No published human safety data on injected follistatin protein. The gene-therapy safety record (PMIDs 25322757, 27858738, 28279643) is the closest thing — in BMD and sIBM patients receiving AAV1-FS344, no immune-mediated AEs were reported over follow-up.

Theoretical / class concerns:

• Cardiac and vascular signals — the failed Big Pharma anti-myostatin class produced cardiac/vascular AEs across multiple programs. Mechanism plausible: myostatin-pathway suppression in cardiac and vascular tissue.
• Activin A suppression downstream effects — activin A has roles in inflammation, wound healing, reproductive biology, and FSH regulation. Sustained follistatin elevation could disrupt these.
• FSH suppression — follistatin’s original-name function. FS288-style high-affinity binding is more disruptive than FS315; vendor "FST-344" identity confidence is low (per the Reichel 2019 forensics).
• Tendon / ligament weakness — rapid muscle gains outpacing connective-tissue adaptation is a class concern for any anabolic intervention.
• Cancer-axis — follistatin has been implicated in tumor biology; sustained follistatin elevation could plausibly support tumor growth via activin pathway suppression.
• Antibody response to His-tagged recombinant protein — not characterized for vendor "FST-344"; theoretical concern given the tag is non-native.

• Pregnancy / breastfeeding — absolute. Follistatin disrupts the activin-FSH axis.
• Active or prior cancer — class concern (myostatin-pathway suppression is bidirectional in cancer biology; activin A has tumor-suppressor roles in some lineages).
• Cardiovascular disease — class signal from failed pharma programs.
• Trying to conceive (female or male) — FSH disruption.
• Concurrent IGF-1 / HGH / SARM stack — uncharacterized; theoretical additive cardiac/vascular load.
• Athletes subject to anti-doping testing — do not use. WADA S2.1.4 names myostatin-function modifiers explicitly. The His-tag on vendor product is itself a doping fingerprint.

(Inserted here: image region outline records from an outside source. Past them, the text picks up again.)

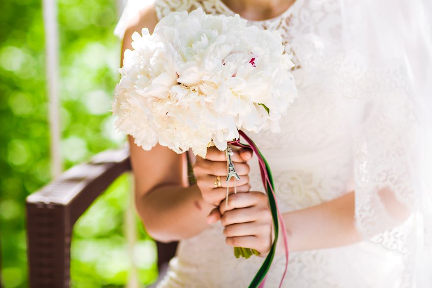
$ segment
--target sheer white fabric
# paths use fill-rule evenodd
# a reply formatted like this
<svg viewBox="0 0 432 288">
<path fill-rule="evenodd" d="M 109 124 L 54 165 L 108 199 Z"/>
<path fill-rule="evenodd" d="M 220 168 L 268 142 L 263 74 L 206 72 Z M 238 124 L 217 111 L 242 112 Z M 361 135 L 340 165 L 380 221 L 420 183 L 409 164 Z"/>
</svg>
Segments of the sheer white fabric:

• ACE-031 — Acceleron ActRIIB-Fc fusion (myostatin pathway). Different molecule, similar pathway. Halted clinical program.
• ACE-083 — Acceleron follistatin-Fc fusion. Closer to follistatin biology; halted.
• Bimagrumab — Novartis anti-ActRIIB antibody. Different mechanism (receptor-blocking antibody vs ligand sequestration); failed Phase 2 in sIBM.
• YK-11 — SARM marketed as a "myostatin inhibitor" by some vendors. Mostly an AR agonist; the myostatin-inhibition mechanism is overstated in vendor copy.
• Epicatechin — flavonoid claimed to reduce myostatin via small-molecule mechanism. Limited human evidence; not equivalent to follistatin.
• Suprefort / Pancragen / other Khavinson peptides — unrelated short-peptide bioregulators; not myostatin pathway.
• SRP-9003 / AAV1-FS344 — Sarepta gene therapy, IM injection of AAV1 vector encoding the FS344 transgene. Different intervention from injected vendor "FST-344" protein. Don’t conflate.